Il piccolo corpo nel letto tremava e sbatteva in preda a tali convulsioni che i tre Medimaghi accorsi si guardarono negli occhi, assolutamente sgomenti.

Non avrebbe dovuto accadere.

Avevano sollevato gli incantesimi che fino a quel momento avevano mantenuto la paziente in uno stato di stasi su richiesta della famiglia. La strega avrebbe dovuto addormentarsi per sempre circondata dai suoi genitori, pacificamente, piano piano.

Non era andata così ed ora impietriti a qualche passo da loro, due genitori Babbani guardavano increduli il povero corpo della loro figlia soffrire e lottare con un nemico invisibile.

** * **

Audrey sentì un suono flebile e, poi, appena più forte finché la voce cessò di essere tale per divenire una sorta di comando che attraversa direttamente le sue sinapsi, senza passare per il suo udito.

“Ti prego, Audrey, non lasciarmi solo.”

Il suo corpo esausto ed arreso fu scosso da quel richiamo. L’immagine dell’uomo che amava la avvolse come un balsamo fresco sulle sue ferite bollenti e la donna Auror si rese conto che non poteva lasciarsi andare a quell’irresistibile oblio.

Il dolore era incredibile, il calore le bruciava come acido nelle vene, ma Audrey lottò. Accolse la sofferenza coraggiosamente dentro di sé. Affrontò il fuoco da cui solo secondi prima voleva sfuggire finché un flebile respiro le sconquassò i polmoni e le ferì le labbra.

** * **

Percy si accasciò in ginocchio, sfiatato, tenendosi al lavandino perché le gambe erano, ormai, incapaci di sostenerlo, un pensiero fisso, doveva correre al San Mungo.

** * **

I Medimaghi si guardarono tra loro, increduli.

La temperatura della paziente era ancora altissima, ma, dopo quella spaventosa crisi quando gli incantesimi erano stati sollevati, contro ogni logica, contro ogni scienza medica e magica, la paziente aveva aperto gli occhi.

Non parlava.

Il suo respiro era ancora terribilmente sottile ed affannoso, ma aveva gli occhi aperti e vigili.

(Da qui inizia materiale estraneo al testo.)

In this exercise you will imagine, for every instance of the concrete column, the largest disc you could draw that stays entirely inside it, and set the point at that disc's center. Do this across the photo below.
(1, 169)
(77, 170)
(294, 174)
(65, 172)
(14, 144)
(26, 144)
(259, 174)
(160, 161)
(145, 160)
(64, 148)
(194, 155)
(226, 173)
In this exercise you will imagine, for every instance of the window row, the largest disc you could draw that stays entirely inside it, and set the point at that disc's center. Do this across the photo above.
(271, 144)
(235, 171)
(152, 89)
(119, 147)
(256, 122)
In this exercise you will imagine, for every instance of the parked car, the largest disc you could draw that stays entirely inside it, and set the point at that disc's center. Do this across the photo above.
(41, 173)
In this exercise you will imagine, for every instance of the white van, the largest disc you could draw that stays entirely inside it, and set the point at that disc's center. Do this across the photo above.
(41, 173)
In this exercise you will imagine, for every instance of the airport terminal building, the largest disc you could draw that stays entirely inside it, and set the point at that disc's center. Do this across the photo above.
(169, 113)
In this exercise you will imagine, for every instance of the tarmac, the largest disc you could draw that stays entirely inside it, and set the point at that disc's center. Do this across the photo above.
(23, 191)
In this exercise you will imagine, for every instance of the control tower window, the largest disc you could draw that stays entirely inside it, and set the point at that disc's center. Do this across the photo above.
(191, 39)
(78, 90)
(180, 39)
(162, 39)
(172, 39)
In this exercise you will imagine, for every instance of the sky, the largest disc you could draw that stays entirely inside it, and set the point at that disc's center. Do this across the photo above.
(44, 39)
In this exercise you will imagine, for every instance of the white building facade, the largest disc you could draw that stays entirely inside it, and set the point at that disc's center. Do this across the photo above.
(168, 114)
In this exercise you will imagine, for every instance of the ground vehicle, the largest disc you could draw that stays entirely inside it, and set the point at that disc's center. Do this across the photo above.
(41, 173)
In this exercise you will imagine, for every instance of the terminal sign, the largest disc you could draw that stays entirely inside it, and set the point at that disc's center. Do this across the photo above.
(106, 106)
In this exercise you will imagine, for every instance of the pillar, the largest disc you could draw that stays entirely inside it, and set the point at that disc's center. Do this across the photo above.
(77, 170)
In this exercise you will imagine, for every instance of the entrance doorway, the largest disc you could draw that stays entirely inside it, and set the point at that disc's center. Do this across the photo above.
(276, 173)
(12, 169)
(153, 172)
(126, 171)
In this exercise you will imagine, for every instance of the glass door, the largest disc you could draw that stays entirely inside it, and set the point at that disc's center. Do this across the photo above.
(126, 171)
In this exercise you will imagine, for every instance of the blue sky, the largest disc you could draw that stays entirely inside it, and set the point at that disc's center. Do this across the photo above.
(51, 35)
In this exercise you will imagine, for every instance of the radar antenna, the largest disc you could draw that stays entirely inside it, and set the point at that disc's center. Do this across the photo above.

Uno dei Medimaghi accompagnò fuori i genitori di Audrey, cercando di spiegare loro perché sebbene la ragazza avrebbe dovuto essere morta in quel momento, era, invece, sveglia.

** * **

L’infermiera lo guardò stupita, ma di fronte al volto quasi spiritato di Percy non ebbe la forza o la volontà di opporsi e lo condusse nella stanza di Audrey.

Vi entrò con passo esitante, quasi incapace di riconciliare la realtà con le sensazioni terribili provate quella mattina.

Audrey non disse nulla, né si mosse, ma i suoi bei occhi vigili e pieni di vita si fissarono sul viso di Percy. Il cuore dell’uomo saltò un battito.

La speranza lo avvolse di nuovo per la prima volta in molti mesi. Improvvisamente il mago si sentiva rinato ed invincibile. Sarebbe stato un lungo cammino, ma l’avrebbe potuto compiere al fianco della donna che amava.

Più tardi avrebbe parlato con i Medimaghi, avrebbe cercato il come ed il perché, visto i genitori di Audrey. Per ora, però, non si sarebbe mosso di un passo da quella stanza dove aveva versato così tante lacrime amare ed, oggi, per la prima volta, sentiva lacrime di gioia e speranza, formarsi agli angoli dei suoi occhi.